Hainaut La présidente du CPAS se retire de la liste PS suite à une plainte résultant d’un commentaire sur le Net

Que ce soit dans le cadre d’une activité politique ou professionnelle, exposer ses opinions et formuler des critiques sur les réseaux sociaux ne sont pas sans risque.

Certains messages postés sur Facebook peuvent mener tout droit à un licenciement ou prendre des tournures inattendues comme cela vient de se produire dans le cadre de la campagne électorale à Chièvres.

Alors qu’elle occupait la 2e place, l’actuelle présidente du CPAS vient d’annoncer son retrait de la liste PS.

Un commentaire publié sur Facebook par un membre de la famille de Marie-Claude Leroy n’a visiblement pas plu à une autre personne figurant sur la même liste, laquelle est allée jusqu’à déposer plainte contre ce proche de l’ex-candidate socialiste.

Cette dernière et une troisième personne bien connue dans la cité des Aviateurs sont également visées par une plainte.

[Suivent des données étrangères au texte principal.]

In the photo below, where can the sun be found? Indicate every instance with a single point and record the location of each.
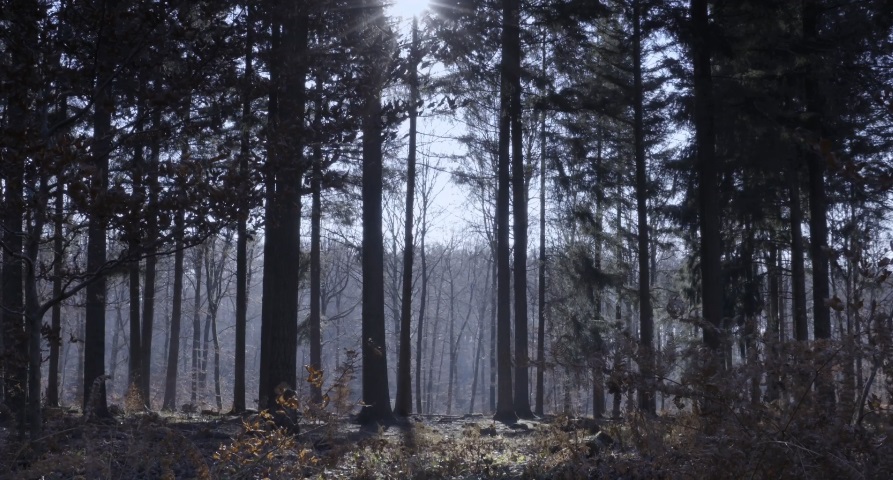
(408, 8)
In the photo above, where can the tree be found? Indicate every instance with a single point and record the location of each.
(283, 174)
(376, 399)
(646, 315)
(505, 408)
(403, 402)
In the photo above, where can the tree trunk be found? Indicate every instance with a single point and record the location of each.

"Entre collèges, j’assume parfaitement les critiques, les jalousies, voire les coups bas, mais que l’on s’attaque à quelqu’un de mon entourage, je ne suis pas en mesure de l’accepter. Avant de porter plainte, on prône le dialogue. À plusieurs reprises, j’ai moi-même subi des critiques par rapport à mes fonctions politiques. J’ai toujours fait en sorte de passer au-dessus et de les mettre à profit pour me remettre en question", affirme Mme Leroy

Notre interlocutrice comprend d’autant plus difficilement que l’on en soit arrivé là qu’aucun nom, assure-t-elle, n’a été mentionné dans le post qui a mis le feu aux poudres. "Je pars la tête haute. J’ai reçu des dizaines de messages de soutien me confortant dans l’idée que j’ai pris la bonne décision. Exercer un mandat quand on est une femme est loin d’être une partie de plaisir. En politique, l’hypocrisie est une qualité que je n’ai pas".

L’USC a acté la démission de M-C Leroy, qui siègera néanmoins jusqu’à la fin de la législature.

À la tête de la liste PS, l’actuel bourgmestre déplore ces problèmes relationnels qui ont conduit au départ de celle qui le suivait dans l’ordre de répartition. "Le PS reste malgré tout fort et uni", affirme Olivier Hartiel.

En cas de victoire en octobre prochain, l’intéressé entend convaincre les futurs élus, tous partis confondus, de voter une charte du respect afin d’éviter à l’avenir des dérapages de ce genre sur la toile.